How to enable / setup Dependency Caches for apt-get on BitBucket Pipelines

8.7k views Asked by At

I am using the following code in my bitbucket-pipelines.yml files to remotely deply code to a staging server.

image: php:7.1.1

pipelines:
  default:
    - step:
        script:
          # install ssh
          - apt-get update && apt-get install -y openssh-client
          # get the latest code
          - ssh [email protected] -F ~/.ssh/config "cd /path/to/code && git pull"
          # update composer
          - ssh [email protected] -F ~/.ssh/config "cd /path/to/code && composer update --no-scripts"
          # optimise files
          - ssh [email protected] -F ~/.ssh/config "cd /path/to/code && php artisan optimize"

This all works, except that each time the pipeline is run, the ssh client is downloaded and installed everything (adding ~30 seconds to the build time). Is there way I can cache this step?

And how can I go about caching the apt-get step?

For example, would something like this work (or what changes are needed to make the following work):

pipelines:
  default:
    - step:
        caches:
          - aptget
        script:
          - apt-get update && apt-get install -y openssh-client

definitions:
  caches:
    aptget: which ssh
4

There are 4 answers

2
BlueM On BEST ANSWER

This is a typical scenario where you should use your own Docker image instead of one of the ones provided by Atlassian. (Or search for a Docker image which provides exactly this.)

In your simple case, this Dockerfile should be enough:

FROM php:7.1.1

RUN apt-get update && \
    apt-get install -y openssh-client

Then, create a DockerHub account, publish the image and reference it in bitbucket-pipelines.yml.

1
OrangeDog On

Unfortunately, the parts that take the time are unsafe or pointless to cache. Remember that the pipeline caches may be deleted at any time, so you always need to run the commands anyway.

apt-get update doesn't use a cache, so will download the latest indexes every time.

apt-get install caches downloaded packages in /var/cache/apt so you could save that. However this probably won't actually save any time

Fetched 907 kB in 0s (998 kB/s)

The actual installed packages cannot be cached, because they a) are spread around multiple shared files and directories and b) may not be portable to different docker images.

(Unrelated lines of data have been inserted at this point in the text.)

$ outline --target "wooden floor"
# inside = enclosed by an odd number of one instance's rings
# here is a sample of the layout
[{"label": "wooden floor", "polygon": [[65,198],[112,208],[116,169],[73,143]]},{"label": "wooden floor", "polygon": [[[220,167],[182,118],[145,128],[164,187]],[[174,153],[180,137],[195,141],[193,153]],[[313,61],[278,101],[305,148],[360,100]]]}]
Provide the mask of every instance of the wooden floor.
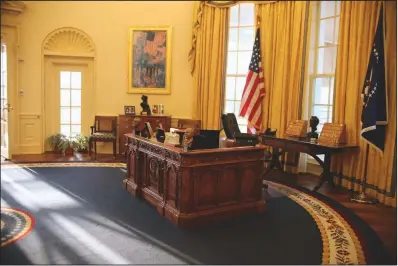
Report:
[{"label": "wooden floor", "polygon": [[[123,156],[118,156],[116,160],[110,154],[98,154],[95,161],[98,162],[121,162]],[[94,161],[88,154],[75,154],[61,156],[60,154],[45,153],[38,155],[15,155],[11,162],[87,162]],[[2,163],[7,163],[3,162]],[[277,173],[275,173],[277,174]],[[278,176],[281,176],[278,174]],[[312,174],[284,175],[283,179],[289,179],[288,182],[312,189],[319,181],[319,177]],[[323,186],[318,190],[319,193],[339,202],[350,208],[356,215],[367,222],[373,230],[380,236],[382,241],[390,250],[392,256],[397,257],[397,210],[382,204],[366,205],[354,203],[349,200],[349,192],[343,188],[332,189]],[[271,195],[272,196],[272,195]]]}]

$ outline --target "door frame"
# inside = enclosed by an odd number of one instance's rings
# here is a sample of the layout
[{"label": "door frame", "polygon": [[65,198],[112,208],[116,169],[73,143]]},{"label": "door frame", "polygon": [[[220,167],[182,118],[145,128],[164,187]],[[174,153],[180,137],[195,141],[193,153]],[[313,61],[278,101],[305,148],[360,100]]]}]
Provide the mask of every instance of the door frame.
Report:
[{"label": "door frame", "polygon": [[[42,113],[43,113],[43,123],[42,123],[42,153],[46,151],[46,145],[47,145],[47,128],[49,125],[47,125],[47,111],[46,108],[48,108],[47,105],[47,99],[46,95],[48,93],[48,89],[51,89],[52,86],[55,86],[52,84],[53,82],[53,77],[54,77],[54,70],[57,68],[57,65],[70,65],[70,66],[83,66],[87,67],[87,80],[89,85],[86,88],[86,91],[84,93],[90,93],[91,92],[91,99],[92,101],[89,103],[85,103],[85,114],[82,113],[82,116],[87,116],[90,117],[94,121],[94,114],[95,114],[95,77],[94,77],[94,66],[95,66],[95,61],[93,57],[82,57],[82,56],[60,56],[60,55],[44,55],[43,56],[43,88],[42,88]],[[91,80],[91,82],[90,82]],[[87,91],[88,90],[88,91]],[[88,106],[87,106],[88,105]],[[83,95],[82,95],[82,110],[83,110]]]},{"label": "door frame", "polygon": [[[18,125],[18,105],[16,104],[18,99],[18,56],[19,56],[19,39],[18,39],[18,26],[14,25],[1,25],[1,42],[6,44],[7,49],[7,101],[13,108],[9,112],[7,119],[7,132],[8,132],[8,154],[7,159],[12,159],[12,155],[15,152],[15,148],[18,145],[14,143],[18,140],[19,132],[17,129]],[[10,51],[10,52],[8,52]],[[17,143],[19,144],[19,143]]]}]

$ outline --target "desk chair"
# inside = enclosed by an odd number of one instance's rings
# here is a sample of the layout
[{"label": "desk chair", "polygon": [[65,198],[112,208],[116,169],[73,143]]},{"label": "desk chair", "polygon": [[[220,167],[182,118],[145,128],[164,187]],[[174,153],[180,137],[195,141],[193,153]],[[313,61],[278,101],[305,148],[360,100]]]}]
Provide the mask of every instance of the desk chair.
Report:
[{"label": "desk chair", "polygon": [[94,143],[94,159],[97,159],[97,142],[112,142],[113,159],[116,159],[116,121],[117,116],[95,116],[94,126],[91,126],[91,135],[88,141],[88,154]]}]

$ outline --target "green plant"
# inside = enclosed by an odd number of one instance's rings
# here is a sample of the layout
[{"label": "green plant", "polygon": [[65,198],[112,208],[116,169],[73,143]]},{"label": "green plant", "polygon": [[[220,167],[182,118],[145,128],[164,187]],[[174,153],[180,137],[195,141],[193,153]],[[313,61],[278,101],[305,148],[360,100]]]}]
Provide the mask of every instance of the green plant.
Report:
[{"label": "green plant", "polygon": [[58,149],[58,145],[59,145],[61,139],[64,139],[64,138],[66,138],[66,136],[64,134],[58,133],[58,134],[48,137],[47,142],[48,142],[48,145],[51,147],[51,149],[53,151],[56,151]]},{"label": "green plant", "polygon": [[65,151],[68,148],[73,148],[73,138],[67,137],[63,135],[58,142],[58,149],[62,152],[62,155],[65,156]]},{"label": "green plant", "polygon": [[76,152],[82,152],[88,150],[88,137],[76,135],[72,142],[73,150]]}]

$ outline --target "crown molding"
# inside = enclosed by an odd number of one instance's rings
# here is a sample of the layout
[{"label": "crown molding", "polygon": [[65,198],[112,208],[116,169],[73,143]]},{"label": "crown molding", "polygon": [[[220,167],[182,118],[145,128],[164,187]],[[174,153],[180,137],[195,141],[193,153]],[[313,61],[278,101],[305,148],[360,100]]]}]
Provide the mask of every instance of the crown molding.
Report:
[{"label": "crown molding", "polygon": [[21,14],[26,5],[22,1],[1,1],[1,13]]}]

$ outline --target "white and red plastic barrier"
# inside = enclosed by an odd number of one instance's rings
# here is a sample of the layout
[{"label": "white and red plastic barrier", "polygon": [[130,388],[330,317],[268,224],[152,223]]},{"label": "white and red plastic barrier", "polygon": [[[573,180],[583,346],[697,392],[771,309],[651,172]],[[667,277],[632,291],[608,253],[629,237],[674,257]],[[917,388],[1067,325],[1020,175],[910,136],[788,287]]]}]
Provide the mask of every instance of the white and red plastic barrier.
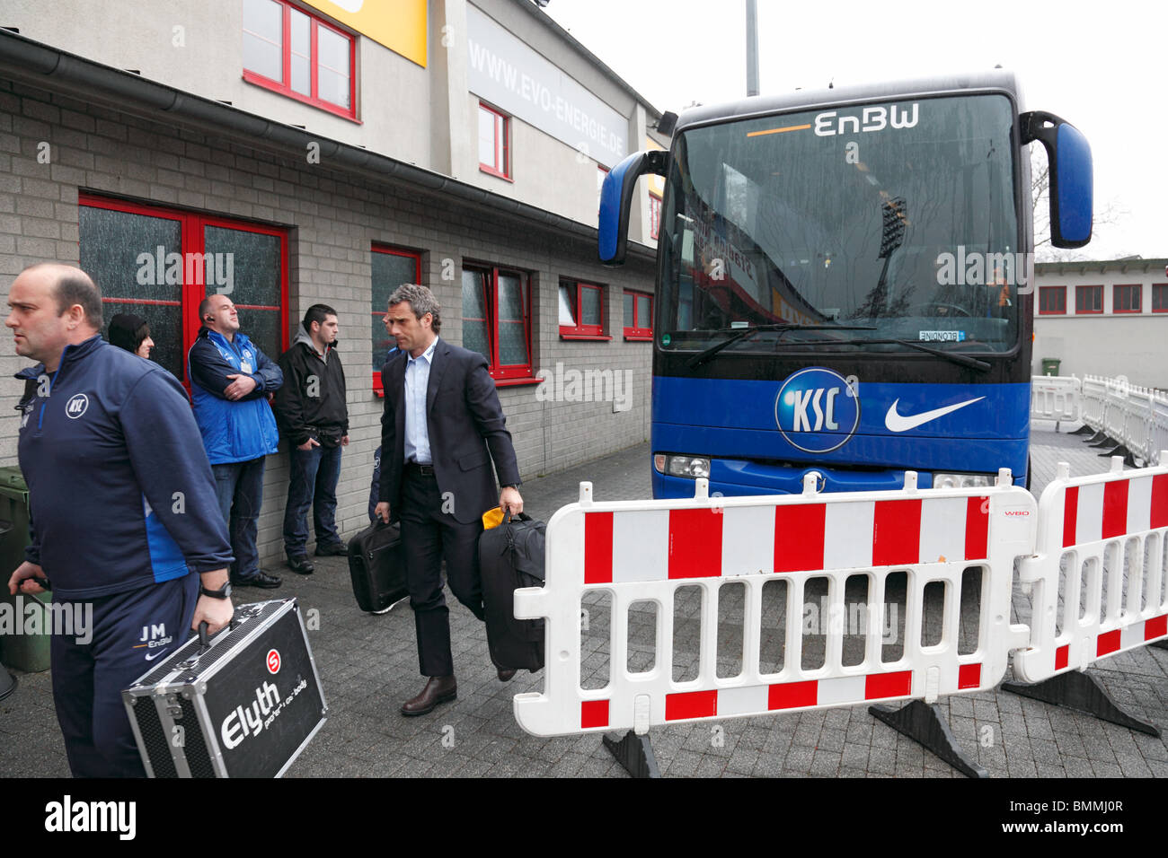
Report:
[{"label": "white and red plastic barrier", "polygon": [[[548,523],[547,583],[515,593],[515,616],[547,618],[542,693],[515,697],[520,725],[537,735],[586,731],[645,732],[652,725],[732,718],[869,700],[923,698],[995,686],[1009,651],[1026,644],[1026,627],[1008,623],[1015,559],[1033,553],[1034,497],[1010,484],[979,489],[917,489],[905,474],[899,491],[818,495],[808,475],[802,495],[595,503],[580,501]],[[976,646],[958,651],[962,573],[982,570]],[[901,657],[882,660],[884,585],[905,573]],[[805,585],[828,579],[828,600],[842,608],[844,584],[868,579],[864,657],[842,663],[843,629],[826,629],[822,667],[801,667]],[[745,585],[742,670],[718,677],[718,593],[728,579]],[[760,669],[763,586],[785,580],[784,664]],[[922,642],[926,585],[945,585],[939,641]],[[679,587],[703,591],[697,677],[673,679],[673,607]],[[586,593],[611,594],[610,675],[603,689],[580,685],[580,606]],[[658,606],[651,670],[627,670],[628,611]]]},{"label": "white and red plastic barrier", "polygon": [[1020,577],[1034,586],[1029,648],[1014,670],[1038,682],[1168,637],[1164,539],[1168,458],[1156,468],[1070,479],[1059,463],[1038,502],[1037,550]]}]

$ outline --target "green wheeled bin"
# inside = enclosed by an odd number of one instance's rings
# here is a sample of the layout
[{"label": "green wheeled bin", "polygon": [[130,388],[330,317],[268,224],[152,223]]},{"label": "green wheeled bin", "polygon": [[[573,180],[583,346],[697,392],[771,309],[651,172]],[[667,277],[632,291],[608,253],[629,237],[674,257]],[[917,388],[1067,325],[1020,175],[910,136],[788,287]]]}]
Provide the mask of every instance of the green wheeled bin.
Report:
[{"label": "green wheeled bin", "polygon": [[8,595],[8,577],[25,561],[26,545],[28,486],[19,467],[0,468],[0,664],[36,674],[49,669],[51,599]]}]

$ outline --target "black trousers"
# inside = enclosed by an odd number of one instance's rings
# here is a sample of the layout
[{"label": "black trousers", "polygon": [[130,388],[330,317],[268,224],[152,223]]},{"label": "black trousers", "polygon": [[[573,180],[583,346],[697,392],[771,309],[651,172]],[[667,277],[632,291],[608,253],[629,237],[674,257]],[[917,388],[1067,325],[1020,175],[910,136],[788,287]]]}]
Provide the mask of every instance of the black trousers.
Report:
[{"label": "black trousers", "polygon": [[482,522],[463,524],[450,512],[443,512],[438,481],[406,466],[402,477],[401,524],[405,583],[418,634],[418,669],[423,676],[453,676],[450,611],[443,591],[442,561],[446,560],[451,592],[482,620],[478,547]]}]

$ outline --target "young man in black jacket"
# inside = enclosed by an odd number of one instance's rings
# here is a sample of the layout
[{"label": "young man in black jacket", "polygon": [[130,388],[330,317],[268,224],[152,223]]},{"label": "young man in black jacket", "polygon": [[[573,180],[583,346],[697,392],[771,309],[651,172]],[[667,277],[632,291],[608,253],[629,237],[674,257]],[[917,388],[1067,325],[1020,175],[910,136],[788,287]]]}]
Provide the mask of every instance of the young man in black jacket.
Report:
[{"label": "young man in black jacket", "polygon": [[336,311],[314,304],[304,314],[292,348],[280,356],[284,386],[276,395],[276,417],[288,441],[292,469],[284,509],[284,550],[293,572],[311,574],[307,557],[313,510],[317,556],[345,554],[336,533],[336,481],[341,447],[349,442],[345,368],[336,354]]}]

At a deeper level, satisfactory interaction between caching, apt-get update, and Docker is a complex issue.

0
N1ngu On

TL;DR

  1. Avoid apt. Use apt-get
  2. rm /etc/apt/apt.conf.d/docker-clean
  3. Cache /var/lib/apt/lists/
  4. Cache /var/cache/apt/
image: debian

definitions:

  caches:
    apt-lists: /var/lib/apt/lists
    apt-cache: /var/cache/apt

  yaml-anchors:
    - &debian-setup-script >-
        rm /etc/apt/apt.conf.d/docker-clean
        && apt-get update
        && apt-get install --yes <the-packages>

pipelines:

  default:
    - step:
        caches:
          - apt-lists
          - apt-cache
        script:
          - *debian-setup-script
          - do your thing

Long story:

  1. By default, apt install would autoclean downloaded .deb files unless the installation failed. Avoid it, use apt-get install instead. https://askubuntu.com/a/794987

  2. Most debian-like docker images you will encounter will probably stem from https://github.com/debuerreotype/debuerreotype . They have sensible optimizations to reduce image layer sizes for the bulk people. But our situation in bitbucket-pipelines is totally different: a populated cache is welcome and will be restored in subsequent executions. Remove any stuff in /etc/apt/apt.conf.d/* that might be autocleaning APT's cache, namely /etc/apt/apt.conf.d/docker-clean

  3. apt-get update will litter the /var/lib/apt/lists folder. Keep its contents! Future update instructions will reach the remote repositories anyway (and they should) but there will be no download if your lists are fresh.

  4. /var/cache/apt is the well-known APT cache folder. Keep it!


Trying to cache final installed files is useless and close to nonsense. Generally, the binary placed by a package will rely on a bunch of libraries and files of the same and other packages that will have been spread on the OS folder tree. Also, those files being present will not speed-up update nor install instructions in any way.

This means you are still bound to actually install the packages and run any post-installation script, potentially even having to build some sources. This is equivalent to how a npm or pip cache would work and is totally fine.


If you only want to ssh a remote machine, you should consider the answer by @Rashi https://stackoverflow.com/a/63276721/11715259 instead.

0
Rashi On

I am using a similar configuration, but in my case I want to cache the gettext package, came here for the same reason (to find how to cache gettext).

if you don't have that dependency, you can use the bitbucket provided ssh pipe pipe: atlassian/ssh-run. don't have to create custom docker image.

image: atlassian/default-image:2

pipelines:
  branches:
    develop:
      - step:
          deployment: staging
          script:
              - apt update && apt install -y gettext
              - envsubst < scripts/deploy.sh > deploy-out.sh
              - pipe: atlassian/ssh-run:0.2.6
                variables:
                  SSH_USER: $STAGE_USER
                  SERVER: $STAGE_SERVER
                  COMMAND: 'deploy-out.sh'
                  MODE: 'script'